AN INTELLIGENT SYSTEM FOR DISH-LEVEL DIET PLANNING BASED ON AN OPTIMIZATION MODEL
DOI:
https://doi.org/10.20998/2079-0023.2026.01.01Keywords:
Nutrition planning, diet, dish-level model, decision support system, multicriteria optimization, hybrid AI systems, recommendation systemsAbstract
The paper addresses the problem of developing intelligent systems for personalized nutrition planning. Modern research in this field demonstrates a transition from classical formal diet models to hybrid architectures that combine two methodological paradigms: knowledge-driven and data-driven approaches. However, there is some methodological gap between them. Knowledge-driven models provide mathematical rigor and guarantee the satisfaction of nutritional and resource constraints, but they are usually limited in adaptability and personalization. In contrast, data-driven approaches, including modern generative models, demonstrate high flexibility and the ability to incorporate behavioral data, yet they do not provide formal guarantees of optimality and constraint satisfaction. This contradiction motivates the development of an integrated intelligent nutrition planning system that combines the advantages of both approaches. The objective of this study is to develop an intelligent dish-level nutrition planning system whose core is a formalized multicriteria diet optimization model. Unlike the classical diet problem, where optimization is performed over individual food products, the proposed approach models nutrition at the level of complete dishes, which improves the practical feasibility, interpretability, and usability of the resulting dietary plans.

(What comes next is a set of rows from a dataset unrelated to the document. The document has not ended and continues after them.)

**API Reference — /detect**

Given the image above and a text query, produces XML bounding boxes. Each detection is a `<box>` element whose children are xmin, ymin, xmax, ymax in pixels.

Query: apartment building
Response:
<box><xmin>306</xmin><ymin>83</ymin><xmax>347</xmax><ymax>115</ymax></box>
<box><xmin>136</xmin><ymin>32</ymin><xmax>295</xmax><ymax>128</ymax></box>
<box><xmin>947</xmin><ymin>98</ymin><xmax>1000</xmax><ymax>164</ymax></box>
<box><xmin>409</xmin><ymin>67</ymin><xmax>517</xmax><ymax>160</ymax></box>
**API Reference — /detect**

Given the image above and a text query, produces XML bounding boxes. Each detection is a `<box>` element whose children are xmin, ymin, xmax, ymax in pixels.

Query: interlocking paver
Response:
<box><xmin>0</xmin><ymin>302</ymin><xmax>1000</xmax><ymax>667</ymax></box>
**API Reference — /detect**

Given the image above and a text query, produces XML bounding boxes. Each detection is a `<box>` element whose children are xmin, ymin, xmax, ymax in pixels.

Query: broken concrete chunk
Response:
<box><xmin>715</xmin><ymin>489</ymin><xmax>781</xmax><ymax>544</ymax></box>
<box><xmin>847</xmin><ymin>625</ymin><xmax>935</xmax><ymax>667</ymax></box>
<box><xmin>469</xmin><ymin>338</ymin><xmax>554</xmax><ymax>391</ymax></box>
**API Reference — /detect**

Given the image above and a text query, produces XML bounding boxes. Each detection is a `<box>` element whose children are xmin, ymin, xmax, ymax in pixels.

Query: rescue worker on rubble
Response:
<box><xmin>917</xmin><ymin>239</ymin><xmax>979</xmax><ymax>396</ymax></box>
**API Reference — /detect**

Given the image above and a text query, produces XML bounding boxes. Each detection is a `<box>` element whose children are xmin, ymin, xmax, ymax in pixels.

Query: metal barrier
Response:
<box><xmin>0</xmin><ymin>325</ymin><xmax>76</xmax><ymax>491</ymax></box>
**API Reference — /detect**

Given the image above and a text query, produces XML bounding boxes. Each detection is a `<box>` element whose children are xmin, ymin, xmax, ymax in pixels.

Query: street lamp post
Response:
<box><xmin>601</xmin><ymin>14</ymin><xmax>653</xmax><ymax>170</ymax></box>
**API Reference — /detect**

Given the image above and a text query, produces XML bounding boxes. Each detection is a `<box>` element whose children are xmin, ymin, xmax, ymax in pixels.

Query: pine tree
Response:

The mathematical model is formulated as a multicriteria optimization problem in which the decision variables represent the number of dish portions, while constraints reflect nutritional, energetic, logical, and temporal requirements. The proposed model is implemented within a multilayer system architecture consisting of a data layer, an optimization core, an intelligent decision-support layer, and a user interaction layer. The optimization core ensures mathematical correctness and computes optimal solutions, whereas the intelligent layer provides adaptation, personalization, and interpretation of results. The model is further extended to a dynamic form using a rolling planning horizon, allowing the diet plan to be updated as new data and user preferences become available. Computational experiments have demonstrated that changes in criterion weights lead to transitions between several stable optimal meal structures, reflecting the discrete nature of the considered multicriteria optimization problem.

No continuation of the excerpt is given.